Nous voici dans la fatalité de l’argent douteux !!!

lundi 26 octobre 2015 par Arimi Choubadé

Rien ni personne n’a pu inverser le sort. C’était écrit, de vieille date, que l’argent-roi, d’origine inconnue, pour ne pas dire l’argent sale, l’argent de la corruption, du vol, des trafics, des compromissions, viendrait dicter sa loi à tout : institutions de la République, chefferies traditionnelles, société civile, médias, syndicats, partis politiques ménages... A quelques encablures de la présidentielle, la prophétie n’a pas raté ; toute l’intelligence nationale dans un engrenage autour de deux ou trois fortunes personnelles. On est presque sûr désormais que jusqu’à la dernière minute du dépôt des candidatures, à 60 jours du premier tour, les sujets de discussion ne porteraient pas sur l’énergie, l’éducation, la justice, le chômage, la corruption encore moins l’agriculture. Comme si le seul problème du pays est l’installation d’un nouveau locataire à la Marina le 06 avril 2016. Ce jour-là, chacun pourrait faire le bilan des jetons et des billets de banque glanés durant la folle période des suscitations de candidature, de meetings, de congrès improvisés, de ralliements intempestifs, de collages d’affiche etc... Des moments de distribution d’un trésor dont on ne connaît comment il a été amassé.

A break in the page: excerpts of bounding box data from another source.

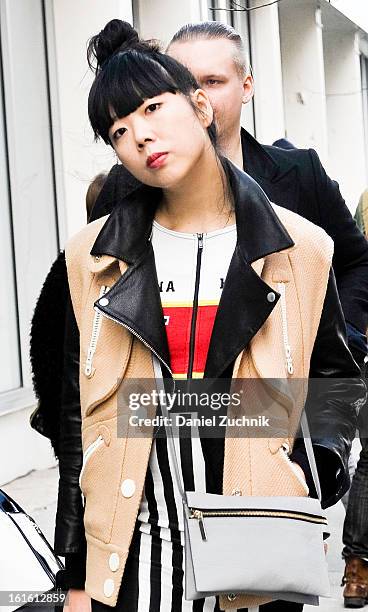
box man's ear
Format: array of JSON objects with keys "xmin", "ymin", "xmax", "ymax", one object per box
[
  {"xmin": 191, "ymin": 89, "xmax": 213, "ymax": 128},
  {"xmin": 242, "ymin": 72, "xmax": 254, "ymax": 104}
]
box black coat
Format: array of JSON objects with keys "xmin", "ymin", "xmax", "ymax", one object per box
[
  {"xmin": 49, "ymin": 158, "xmax": 364, "ymax": 588},
  {"xmin": 31, "ymin": 129, "xmax": 368, "ymax": 456}
]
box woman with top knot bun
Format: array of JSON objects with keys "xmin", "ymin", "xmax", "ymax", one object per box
[{"xmin": 55, "ymin": 19, "xmax": 359, "ymax": 612}]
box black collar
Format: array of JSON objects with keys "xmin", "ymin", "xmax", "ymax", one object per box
[{"xmin": 91, "ymin": 155, "xmax": 294, "ymax": 264}]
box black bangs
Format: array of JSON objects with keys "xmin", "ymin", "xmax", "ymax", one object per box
[{"xmin": 88, "ymin": 49, "xmax": 198, "ymax": 144}]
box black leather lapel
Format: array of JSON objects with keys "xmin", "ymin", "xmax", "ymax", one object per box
[
  {"xmin": 95, "ymin": 242, "xmax": 170, "ymax": 367},
  {"xmin": 204, "ymin": 245, "xmax": 280, "ymax": 378},
  {"xmin": 241, "ymin": 128, "xmax": 300, "ymax": 212},
  {"xmin": 251, "ymin": 166, "xmax": 300, "ymax": 213}
]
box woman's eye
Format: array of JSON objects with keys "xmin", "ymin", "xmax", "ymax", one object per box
[
  {"xmin": 114, "ymin": 128, "xmax": 126, "ymax": 140},
  {"xmin": 146, "ymin": 102, "xmax": 161, "ymax": 113}
]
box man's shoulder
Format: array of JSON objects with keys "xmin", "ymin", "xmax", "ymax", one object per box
[
  {"xmin": 65, "ymin": 215, "xmax": 109, "ymax": 261},
  {"xmin": 261, "ymin": 144, "xmax": 317, "ymax": 169}
]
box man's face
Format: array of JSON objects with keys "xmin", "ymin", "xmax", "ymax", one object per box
[{"xmin": 167, "ymin": 38, "xmax": 253, "ymax": 143}]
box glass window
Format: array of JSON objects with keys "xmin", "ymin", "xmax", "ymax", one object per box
[{"xmin": 0, "ymin": 0, "xmax": 58, "ymax": 406}]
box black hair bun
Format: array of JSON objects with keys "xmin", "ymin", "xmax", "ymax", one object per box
[{"xmin": 87, "ymin": 19, "xmax": 141, "ymax": 72}]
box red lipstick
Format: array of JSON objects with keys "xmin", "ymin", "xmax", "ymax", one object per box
[{"xmin": 146, "ymin": 151, "xmax": 168, "ymax": 168}]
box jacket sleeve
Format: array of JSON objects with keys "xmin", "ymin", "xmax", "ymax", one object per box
[
  {"xmin": 54, "ymin": 295, "xmax": 87, "ymax": 589},
  {"xmin": 30, "ymin": 251, "xmax": 68, "ymax": 458},
  {"xmin": 309, "ymin": 149, "xmax": 368, "ymax": 367},
  {"xmin": 290, "ymin": 269, "xmax": 366, "ymax": 508}
]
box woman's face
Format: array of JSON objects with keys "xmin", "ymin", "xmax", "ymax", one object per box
[{"xmin": 109, "ymin": 89, "xmax": 212, "ymax": 188}]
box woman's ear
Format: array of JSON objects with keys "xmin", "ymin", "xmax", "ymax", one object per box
[{"xmin": 191, "ymin": 89, "xmax": 213, "ymax": 128}]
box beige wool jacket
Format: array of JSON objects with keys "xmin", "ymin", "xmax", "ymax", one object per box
[{"xmin": 65, "ymin": 204, "xmax": 333, "ymax": 609}]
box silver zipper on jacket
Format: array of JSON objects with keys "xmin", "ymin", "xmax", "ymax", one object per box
[
  {"xmin": 277, "ymin": 283, "xmax": 294, "ymax": 374},
  {"xmin": 279, "ymin": 442, "xmax": 309, "ymax": 495},
  {"xmin": 79, "ymin": 434, "xmax": 104, "ymax": 488},
  {"xmin": 84, "ymin": 285, "xmax": 109, "ymax": 378},
  {"xmin": 94, "ymin": 306, "xmax": 175, "ymax": 384}
]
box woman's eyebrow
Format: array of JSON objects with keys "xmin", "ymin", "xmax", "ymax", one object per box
[{"xmin": 199, "ymin": 73, "xmax": 225, "ymax": 81}]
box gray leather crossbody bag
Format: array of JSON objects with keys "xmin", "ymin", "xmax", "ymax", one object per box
[{"xmin": 153, "ymin": 356, "xmax": 330, "ymax": 605}]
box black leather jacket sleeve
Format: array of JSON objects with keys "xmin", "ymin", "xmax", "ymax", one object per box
[
  {"xmin": 54, "ymin": 296, "xmax": 87, "ymax": 589},
  {"xmin": 310, "ymin": 149, "xmax": 368, "ymax": 346},
  {"xmin": 290, "ymin": 268, "xmax": 366, "ymax": 508}
]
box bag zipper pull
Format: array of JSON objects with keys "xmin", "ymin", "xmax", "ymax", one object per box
[{"xmin": 190, "ymin": 510, "xmax": 207, "ymax": 541}]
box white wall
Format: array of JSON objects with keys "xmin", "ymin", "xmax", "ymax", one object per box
[
  {"xmin": 244, "ymin": 0, "xmax": 285, "ymax": 144},
  {"xmin": 330, "ymin": 0, "xmax": 368, "ymax": 32},
  {"xmin": 48, "ymin": 0, "xmax": 132, "ymax": 237},
  {"xmin": 279, "ymin": 0, "xmax": 327, "ymax": 163},
  {"xmin": 135, "ymin": 0, "xmax": 207, "ymax": 45},
  {"xmin": 323, "ymin": 30, "xmax": 367, "ymax": 213},
  {"xmin": 0, "ymin": 407, "xmax": 56, "ymax": 487}
]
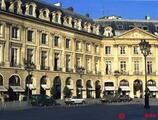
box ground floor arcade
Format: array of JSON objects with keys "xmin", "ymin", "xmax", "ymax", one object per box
[{"xmin": 0, "ymin": 69, "xmax": 158, "ymax": 101}]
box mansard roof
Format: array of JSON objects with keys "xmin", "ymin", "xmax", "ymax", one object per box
[
  {"xmin": 96, "ymin": 19, "xmax": 158, "ymax": 35},
  {"xmin": 22, "ymin": 0, "xmax": 94, "ymax": 23}
]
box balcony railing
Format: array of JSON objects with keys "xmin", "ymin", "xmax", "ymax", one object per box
[
  {"xmin": 41, "ymin": 65, "xmax": 50, "ymax": 70},
  {"xmin": 147, "ymin": 72, "xmax": 156, "ymax": 75},
  {"xmin": 66, "ymin": 68, "xmax": 73, "ymax": 72},
  {"xmin": 133, "ymin": 71, "xmax": 143, "ymax": 75},
  {"xmin": 10, "ymin": 62, "xmax": 21, "ymax": 68},
  {"xmin": 86, "ymin": 70, "xmax": 93, "ymax": 74},
  {"xmin": 54, "ymin": 67, "xmax": 62, "ymax": 71},
  {"xmin": 0, "ymin": 62, "xmax": 5, "ymax": 66},
  {"xmin": 95, "ymin": 71, "xmax": 101, "ymax": 75},
  {"xmin": 121, "ymin": 71, "xmax": 129, "ymax": 75}
]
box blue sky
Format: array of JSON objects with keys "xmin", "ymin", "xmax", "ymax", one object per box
[{"xmin": 46, "ymin": 0, "xmax": 158, "ymax": 19}]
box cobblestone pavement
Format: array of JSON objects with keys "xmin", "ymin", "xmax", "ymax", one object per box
[{"xmin": 0, "ymin": 104, "xmax": 158, "ymax": 120}]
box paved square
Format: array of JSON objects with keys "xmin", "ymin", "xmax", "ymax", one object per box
[{"xmin": 0, "ymin": 104, "xmax": 158, "ymax": 120}]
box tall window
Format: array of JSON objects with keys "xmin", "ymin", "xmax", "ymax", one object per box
[
  {"xmin": 10, "ymin": 48, "xmax": 19, "ymax": 67},
  {"xmin": 120, "ymin": 46, "xmax": 126, "ymax": 54},
  {"xmin": 95, "ymin": 45, "xmax": 99, "ymax": 54},
  {"xmin": 134, "ymin": 61, "xmax": 139, "ymax": 74},
  {"xmin": 66, "ymin": 55, "xmax": 70, "ymax": 71},
  {"xmin": 76, "ymin": 41, "xmax": 81, "ymax": 51},
  {"xmin": 76, "ymin": 57, "xmax": 81, "ymax": 67},
  {"xmin": 86, "ymin": 43, "xmax": 91, "ymax": 52},
  {"xmin": 95, "ymin": 60, "xmax": 99, "ymax": 73},
  {"xmin": 54, "ymin": 53, "xmax": 60, "ymax": 71},
  {"xmin": 41, "ymin": 51, "xmax": 47, "ymax": 67},
  {"xmin": 55, "ymin": 14, "xmax": 59, "ymax": 23},
  {"xmin": 133, "ymin": 46, "xmax": 139, "ymax": 54},
  {"xmin": 120, "ymin": 61, "xmax": 126, "ymax": 73},
  {"xmin": 105, "ymin": 46, "xmax": 111, "ymax": 54},
  {"xmin": 147, "ymin": 61, "xmax": 152, "ymax": 74},
  {"xmin": 0, "ymin": 45, "xmax": 3, "ymax": 64},
  {"xmin": 27, "ymin": 30, "xmax": 33, "ymax": 42},
  {"xmin": 0, "ymin": 24, "xmax": 3, "ymax": 36},
  {"xmin": 54, "ymin": 36, "xmax": 59, "ymax": 47},
  {"xmin": 86, "ymin": 58, "xmax": 91, "ymax": 72},
  {"xmin": 12, "ymin": 27, "xmax": 19, "ymax": 39},
  {"xmin": 41, "ymin": 33, "xmax": 47, "ymax": 44},
  {"xmin": 29, "ymin": 5, "xmax": 33, "ymax": 15},
  {"xmin": 0, "ymin": 75, "xmax": 3, "ymax": 86},
  {"xmin": 65, "ymin": 39, "xmax": 70, "ymax": 49},
  {"xmin": 27, "ymin": 48, "xmax": 33, "ymax": 62},
  {"xmin": 105, "ymin": 61, "xmax": 112, "ymax": 74}
]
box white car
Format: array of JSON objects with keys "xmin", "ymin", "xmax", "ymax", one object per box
[{"xmin": 65, "ymin": 96, "xmax": 85, "ymax": 104}]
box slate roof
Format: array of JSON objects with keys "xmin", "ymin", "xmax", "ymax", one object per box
[
  {"xmin": 7, "ymin": 0, "xmax": 94, "ymax": 23},
  {"xmin": 96, "ymin": 19, "xmax": 158, "ymax": 35}
]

Les Béninois n’ont visiblement plus les moyens institutionnels, intellectuels, moraux d’éviter que la présidentielle de 2016 ne soit transformée en une foire nationale de la corruption comme on le redoutait. Reste à savoir si une fois passée la fatalité de 2016, il y a espoir de remettre la République au cœur des débats et des enjeux nationaux. Car, on connaît les urgences au lendemain d’un scrutin présidentiel : la formation du gouvernement, les nominations, les recompositions politiques, les remerciements, les règlements de compte et surtout les stratégies de recapitalisation des comptes bancaires utilisés pour la victoire. Sans oublier la gestion du quotidien liée aux revendications catégorielles, aux factures du trésor public impayées, aux routes défoncées, aux éléphants blancs, au passif du yayisme dont les affres demeurent d’ailleurs l’élément central de la gouvernance à venir.

Logiquement, on pouvait se satisfaire de l’inscription dans tous les discours politiques de la nécessité d’une réglementation de l’argent en politique, le financement public des partis politiques et de la campagne électorale. Mais les attentes indéfiniment repoussées et les rendez-vous manqués depuis 25 ans ne permettent pas de nourrir bien longtemps une quelconque espérance en la matière. Quelques-uns parmi nous avaient cru à un miracle à l’occasion du discours d’investiture du président de l’Assemblée nationale de la 7eme législature. Toute la classe politique s’est rendue à l’évidence que les télécommandes "non vertueuses" ne pouvaient que conduire la démocratie vers sa ruine. Même la télécommande alors appelée celle de Paris s’était ralliée à l’idée d’instaurer un financement des partis politiques, convaincue qu’aucun mécène ne saurait être assez riche pour alimenter aussi longtemps les officines politiques. Mais l’échéance de février 2016 était trop rapprochée pour parvenir à instaurer de nouvelles mœurs dans l’animation de la vie publique. Pari improbable donc.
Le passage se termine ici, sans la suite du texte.